Monday, January 22, 2018
By Paul Martin

by Tyler Durden
Mon, 01/22/2018

Echoing almost verbatim the bleak outlook on the US government shutdown laid out by Goldman on Friday in which the bank said the government closure could last “up to a few weeks” and become dangerous once it approaches the timing of the debt ceiling, Cowen’s senior policy analyst Jaret Seiberg writes on Monday morning that the danger of an impasse that would preclude reaching a deal to raise the debt ceiling, which the government will hit in March “is a bigger worry than a government shutdown that lasts several days or a week.”

According to Seiberg – who calls Trump an “unpredictable negotiator” over spending bill – pushing the spending bill into the debt ceiling time-line may make a package “even more politically toxic,” especially since Republicans may have more objections to raising the debt ceiling than Democrats;

On the other hand, the Cowen strategist sees little impact to financials and housing from a short government shutdown, as most housing programs will function, financial system oversight remains:

Fannie, Freddie will continue to operate; Ginnie Mae will continue to ensure principal/interest payments are made to investors; FHA can continue to approve insurance for loans, but those that require staff review might get delayed; if shutdown extends into weeks there may be problems
Fed, FDIC, OCC will continue to monitor banks; SEC will furlough employees, but key systems are governed by contracts.

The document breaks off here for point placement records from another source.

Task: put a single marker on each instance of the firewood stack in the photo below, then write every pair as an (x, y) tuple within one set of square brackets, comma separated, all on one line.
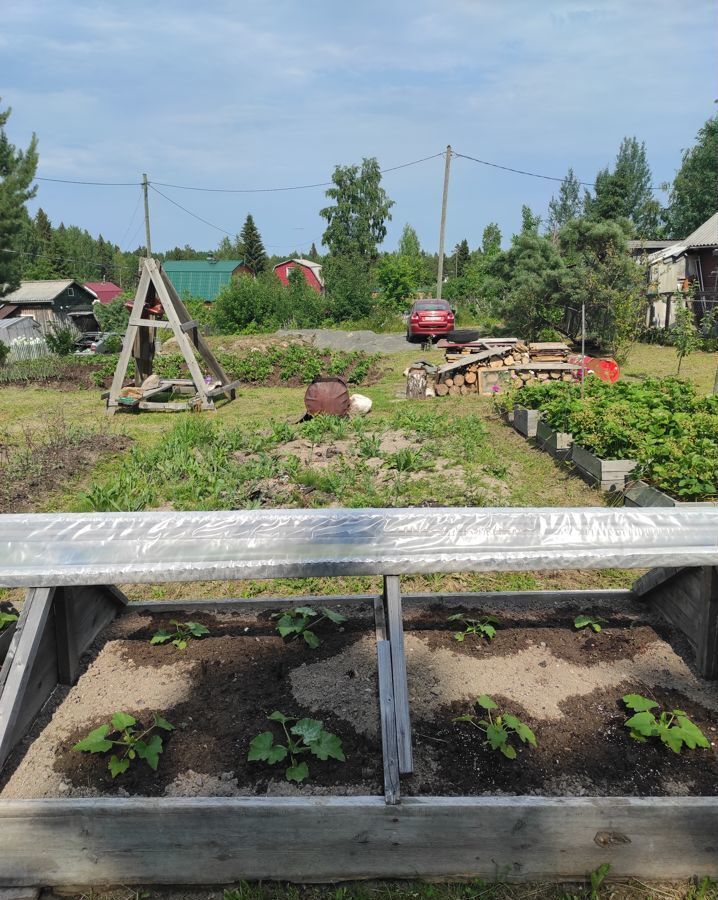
[(474, 370)]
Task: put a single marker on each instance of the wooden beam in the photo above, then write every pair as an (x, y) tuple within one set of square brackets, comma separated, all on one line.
[(18, 668), (392, 598), (100, 841)]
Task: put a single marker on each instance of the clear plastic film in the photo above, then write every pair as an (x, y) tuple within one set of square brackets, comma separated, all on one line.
[(66, 549)]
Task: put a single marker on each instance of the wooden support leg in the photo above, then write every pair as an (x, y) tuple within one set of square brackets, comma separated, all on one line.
[(387, 712), (18, 666), (392, 601)]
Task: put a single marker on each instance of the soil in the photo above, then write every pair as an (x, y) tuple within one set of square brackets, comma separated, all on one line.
[(565, 684)]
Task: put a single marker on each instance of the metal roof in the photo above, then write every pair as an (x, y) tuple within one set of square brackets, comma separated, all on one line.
[(706, 235), (201, 278), (41, 291)]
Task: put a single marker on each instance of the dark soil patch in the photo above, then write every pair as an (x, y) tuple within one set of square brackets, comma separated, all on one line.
[(41, 465), (589, 751), (241, 677)]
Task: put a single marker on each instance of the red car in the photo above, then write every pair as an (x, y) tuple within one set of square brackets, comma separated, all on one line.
[(429, 318)]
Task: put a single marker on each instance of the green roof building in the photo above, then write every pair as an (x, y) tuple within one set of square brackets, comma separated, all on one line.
[(202, 278)]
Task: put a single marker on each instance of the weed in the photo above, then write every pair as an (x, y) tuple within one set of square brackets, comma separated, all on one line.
[(184, 632), (305, 736), (295, 622), (674, 728), (6, 619), (129, 738), (484, 627), (501, 730)]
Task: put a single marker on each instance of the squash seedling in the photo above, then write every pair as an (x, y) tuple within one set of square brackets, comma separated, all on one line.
[(501, 729), (184, 632), (125, 733), (673, 727), (594, 623), (484, 627), (304, 736), (6, 619), (297, 621)]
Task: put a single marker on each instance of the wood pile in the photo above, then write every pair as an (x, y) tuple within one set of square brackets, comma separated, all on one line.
[(470, 369)]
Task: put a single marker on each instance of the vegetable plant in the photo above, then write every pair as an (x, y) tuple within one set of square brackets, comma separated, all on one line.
[(6, 619), (500, 729), (592, 622), (484, 627), (297, 621), (304, 736), (184, 632), (126, 734), (673, 727)]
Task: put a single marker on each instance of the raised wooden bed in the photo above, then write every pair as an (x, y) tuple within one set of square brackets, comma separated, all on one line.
[(100, 841), (607, 474), (526, 420), (557, 443)]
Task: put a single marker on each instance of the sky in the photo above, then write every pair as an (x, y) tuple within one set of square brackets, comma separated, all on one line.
[(254, 95)]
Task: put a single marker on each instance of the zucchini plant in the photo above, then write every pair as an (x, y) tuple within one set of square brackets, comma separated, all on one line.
[(672, 727), (131, 740), (500, 729), (304, 736)]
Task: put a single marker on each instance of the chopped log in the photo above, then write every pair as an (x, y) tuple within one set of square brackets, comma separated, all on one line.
[(416, 383)]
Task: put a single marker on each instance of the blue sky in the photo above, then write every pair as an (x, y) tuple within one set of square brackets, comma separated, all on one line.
[(254, 95)]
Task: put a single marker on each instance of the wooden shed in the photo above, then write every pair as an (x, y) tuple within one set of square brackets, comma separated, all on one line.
[(65, 302)]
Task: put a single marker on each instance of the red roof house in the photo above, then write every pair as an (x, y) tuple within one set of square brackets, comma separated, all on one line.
[(312, 272), (105, 291)]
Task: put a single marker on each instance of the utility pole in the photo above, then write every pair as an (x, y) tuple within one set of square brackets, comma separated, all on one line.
[(440, 277), (148, 242)]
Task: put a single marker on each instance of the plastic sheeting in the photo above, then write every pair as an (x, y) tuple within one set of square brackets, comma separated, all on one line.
[(67, 549)]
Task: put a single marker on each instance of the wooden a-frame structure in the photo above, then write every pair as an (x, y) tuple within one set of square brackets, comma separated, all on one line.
[(156, 294)]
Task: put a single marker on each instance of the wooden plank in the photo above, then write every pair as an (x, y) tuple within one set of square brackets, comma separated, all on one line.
[(102, 841), (387, 716), (18, 669), (392, 597)]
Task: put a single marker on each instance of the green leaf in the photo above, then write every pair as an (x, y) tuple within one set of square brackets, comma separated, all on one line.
[(297, 772), (333, 616), (496, 736), (150, 751), (328, 745), (308, 729), (118, 766), (486, 702), (163, 723), (262, 748), (638, 703), (311, 639), (95, 742), (121, 720), (161, 637), (643, 723)]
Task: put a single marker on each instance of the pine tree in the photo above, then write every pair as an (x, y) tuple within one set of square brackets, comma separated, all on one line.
[(568, 204), (17, 171), (463, 255), (253, 252)]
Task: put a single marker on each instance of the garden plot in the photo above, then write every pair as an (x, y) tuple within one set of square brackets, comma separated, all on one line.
[(563, 683)]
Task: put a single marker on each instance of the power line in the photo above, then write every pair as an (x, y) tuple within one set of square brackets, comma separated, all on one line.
[(298, 187)]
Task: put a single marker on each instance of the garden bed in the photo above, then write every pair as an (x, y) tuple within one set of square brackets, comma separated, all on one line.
[(565, 684)]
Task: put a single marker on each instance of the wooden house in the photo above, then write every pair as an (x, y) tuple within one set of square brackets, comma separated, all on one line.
[(65, 302)]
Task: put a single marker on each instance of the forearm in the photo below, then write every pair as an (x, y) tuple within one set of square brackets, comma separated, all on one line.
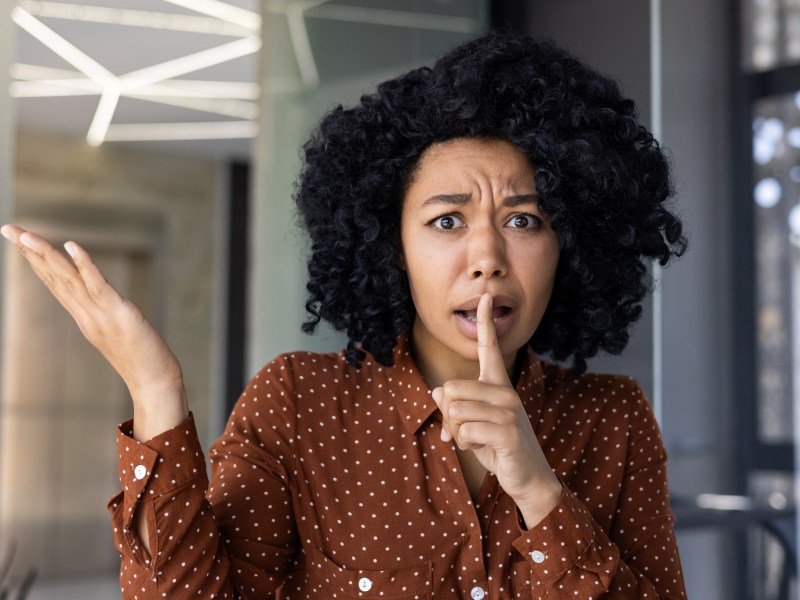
[(158, 407)]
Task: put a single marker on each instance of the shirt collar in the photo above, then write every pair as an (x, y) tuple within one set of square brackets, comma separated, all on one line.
[(413, 399)]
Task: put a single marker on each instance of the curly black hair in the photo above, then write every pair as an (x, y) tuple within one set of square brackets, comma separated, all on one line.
[(601, 177)]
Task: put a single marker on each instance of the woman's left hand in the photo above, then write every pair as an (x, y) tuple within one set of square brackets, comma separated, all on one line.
[(487, 417)]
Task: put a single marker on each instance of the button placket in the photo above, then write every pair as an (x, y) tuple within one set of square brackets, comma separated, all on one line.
[(477, 593), (365, 584)]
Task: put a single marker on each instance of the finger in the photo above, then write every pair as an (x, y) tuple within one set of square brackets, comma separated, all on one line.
[(441, 402), (54, 269), (97, 286), (492, 365), (469, 415)]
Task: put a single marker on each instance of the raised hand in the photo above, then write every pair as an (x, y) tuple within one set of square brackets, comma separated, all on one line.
[(487, 417), (114, 326)]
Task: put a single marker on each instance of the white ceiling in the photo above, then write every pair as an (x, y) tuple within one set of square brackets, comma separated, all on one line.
[(73, 55), (155, 36)]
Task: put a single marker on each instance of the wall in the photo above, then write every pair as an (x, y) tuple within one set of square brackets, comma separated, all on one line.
[(74, 182), (150, 221), (613, 36)]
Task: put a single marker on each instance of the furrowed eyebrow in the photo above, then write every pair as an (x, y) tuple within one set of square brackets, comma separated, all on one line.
[(461, 199), (512, 201), (450, 199)]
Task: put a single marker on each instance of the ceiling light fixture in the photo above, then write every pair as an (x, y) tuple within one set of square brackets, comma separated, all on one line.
[(190, 63), (221, 10), (103, 115), (151, 132), (78, 59), (133, 18)]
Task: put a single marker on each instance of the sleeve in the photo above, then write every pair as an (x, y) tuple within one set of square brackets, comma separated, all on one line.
[(232, 538), (569, 552)]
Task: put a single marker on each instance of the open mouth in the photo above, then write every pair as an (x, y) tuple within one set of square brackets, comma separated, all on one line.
[(497, 313)]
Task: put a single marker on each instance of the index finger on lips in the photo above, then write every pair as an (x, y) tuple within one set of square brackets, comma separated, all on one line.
[(490, 359)]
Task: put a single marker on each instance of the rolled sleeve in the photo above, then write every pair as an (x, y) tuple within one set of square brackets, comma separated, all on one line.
[(148, 470)]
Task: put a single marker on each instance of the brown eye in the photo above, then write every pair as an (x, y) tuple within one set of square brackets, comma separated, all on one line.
[(523, 222), (447, 222)]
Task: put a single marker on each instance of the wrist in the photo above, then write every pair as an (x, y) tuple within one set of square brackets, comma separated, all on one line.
[(543, 498), (158, 408)]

Finally, Pantheon’s Ian Shepherdson agrees: should the government closure extend into March, then all bets are off:

In the worst case scenario, the budget impasse could drag on, via a series of stopgap measures, until March, perilously close to the point where the debt ceiling has to raised or suspended, as was the case from November 2016 through March last year. We would be astonished if Congress could not cobble together a majority of the sane in order to prevent a default. But astonishment has been quite common in response to events over the past couple of years, so investors would be well-advised to rule out nothing, however outlandish.

The market’s reaction to this warning? New all time highs in the S&P and Nasdaq.